We know that $GL(V) \cong \mathbb{C}^\times$ since $H$ is abelian. We can naturally consider its induced representation $\widetilde{\theta}:G \to GL(V_0)$ and we know that $\dim V_0 = [G:H]\dim V = [G:H]$. Again, since $G$ is abelian, $\widetilde{\theta}$ breaks down in $[G:H]$ irreducible (possibly isomorphic?) representations of $G$. Since $\widetilde{\theta}\big\vert_H = \theta$, it really seems that each factor of $\widetilde{\theta}$ should be $\theta$ or the trivial representation when restricted to $H$, but I couldn't prove that. Also, I couldn't prove that they are non-isomorphic to prove that there are at least $[G:H]$ representations.

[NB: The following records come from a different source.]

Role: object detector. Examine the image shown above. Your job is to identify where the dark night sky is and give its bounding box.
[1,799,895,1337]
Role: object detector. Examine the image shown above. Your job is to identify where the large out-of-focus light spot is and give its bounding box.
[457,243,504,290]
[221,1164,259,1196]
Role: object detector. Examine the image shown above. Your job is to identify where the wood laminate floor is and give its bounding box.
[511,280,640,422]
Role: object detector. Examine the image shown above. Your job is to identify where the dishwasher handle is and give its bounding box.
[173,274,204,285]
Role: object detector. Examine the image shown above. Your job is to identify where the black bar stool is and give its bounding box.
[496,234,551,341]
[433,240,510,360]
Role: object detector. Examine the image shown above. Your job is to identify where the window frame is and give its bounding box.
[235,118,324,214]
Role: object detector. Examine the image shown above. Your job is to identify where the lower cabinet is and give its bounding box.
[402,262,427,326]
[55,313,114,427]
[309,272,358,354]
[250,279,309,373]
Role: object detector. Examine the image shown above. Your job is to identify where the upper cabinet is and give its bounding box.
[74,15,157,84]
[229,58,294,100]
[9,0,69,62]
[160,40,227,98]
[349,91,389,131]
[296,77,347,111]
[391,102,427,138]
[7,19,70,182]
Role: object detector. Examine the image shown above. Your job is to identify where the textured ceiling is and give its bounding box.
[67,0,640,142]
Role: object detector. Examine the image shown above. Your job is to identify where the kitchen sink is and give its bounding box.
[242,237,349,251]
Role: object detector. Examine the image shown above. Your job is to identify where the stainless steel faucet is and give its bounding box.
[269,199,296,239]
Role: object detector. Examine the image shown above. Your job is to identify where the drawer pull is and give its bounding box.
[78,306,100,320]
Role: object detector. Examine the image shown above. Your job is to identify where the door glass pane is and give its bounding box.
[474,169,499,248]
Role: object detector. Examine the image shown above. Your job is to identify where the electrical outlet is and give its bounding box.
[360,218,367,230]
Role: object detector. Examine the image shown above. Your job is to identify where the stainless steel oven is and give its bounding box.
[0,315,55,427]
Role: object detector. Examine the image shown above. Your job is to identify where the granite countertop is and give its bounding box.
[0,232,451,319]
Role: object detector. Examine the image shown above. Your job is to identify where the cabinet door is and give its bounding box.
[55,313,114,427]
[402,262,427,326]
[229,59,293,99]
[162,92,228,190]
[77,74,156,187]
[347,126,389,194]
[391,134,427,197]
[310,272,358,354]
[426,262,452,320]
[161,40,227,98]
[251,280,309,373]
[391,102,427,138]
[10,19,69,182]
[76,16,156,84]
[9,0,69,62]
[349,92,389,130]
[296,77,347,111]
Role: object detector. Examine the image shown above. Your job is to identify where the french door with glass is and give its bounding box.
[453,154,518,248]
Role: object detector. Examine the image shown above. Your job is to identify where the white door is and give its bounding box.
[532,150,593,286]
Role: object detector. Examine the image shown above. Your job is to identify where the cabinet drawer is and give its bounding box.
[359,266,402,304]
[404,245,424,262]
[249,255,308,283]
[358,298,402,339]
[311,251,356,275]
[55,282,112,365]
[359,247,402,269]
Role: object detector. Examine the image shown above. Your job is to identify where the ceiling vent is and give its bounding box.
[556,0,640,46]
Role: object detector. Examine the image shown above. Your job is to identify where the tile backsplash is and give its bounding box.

Futhermore, I have to prove that there are no more than $[G:H]$, and my attempt was to show that since the restriction of the irreducible character of $G$ to $H$ is $\theta$, the associated representations must be equal – this is true. But I couldn't prove that this implies the irreducible representation of $G$ will be a factor of the induced representation.
This is homework, so if possible please do not give the full answer. Any hints are appreciated!
Best Answer
Let $\varphi\in\text{Irr}(H),\psi\in\text{Irr}(G)$, then by Frobenius reciprocity:
$$[\psi,\varphi^G]_G=[\psi|_H,\varphi]_H=\begin{cases}1&\text{if }[\psi,\varphi^G]_G>0,\\ 0&\text{if } [\psi,\varphi^G]_G=0.\end{cases}$$ This is becasue $\psi(1)=1$ ($G$ is abelian which implies that every irreducible character of $G$ is linear, and the same holds for $H$.)
And we know that every irreducible component $\psi$ enters $\varphi^G$ exactly once and only when $\psi|_H=\varphi$.
Conversely, every $\psi\in\text{Irr}(G)$ satisfying $\psi|_H=\varphi$ is an irreducible component of $\varphi^G$.
Finally, since $\varphi^G(1)=|G|/|H|$, we conclude that there are exactly $|G: H|$ irreducible representations of $G$ with character $\psi$ such that $\psi|_H=\varphi$.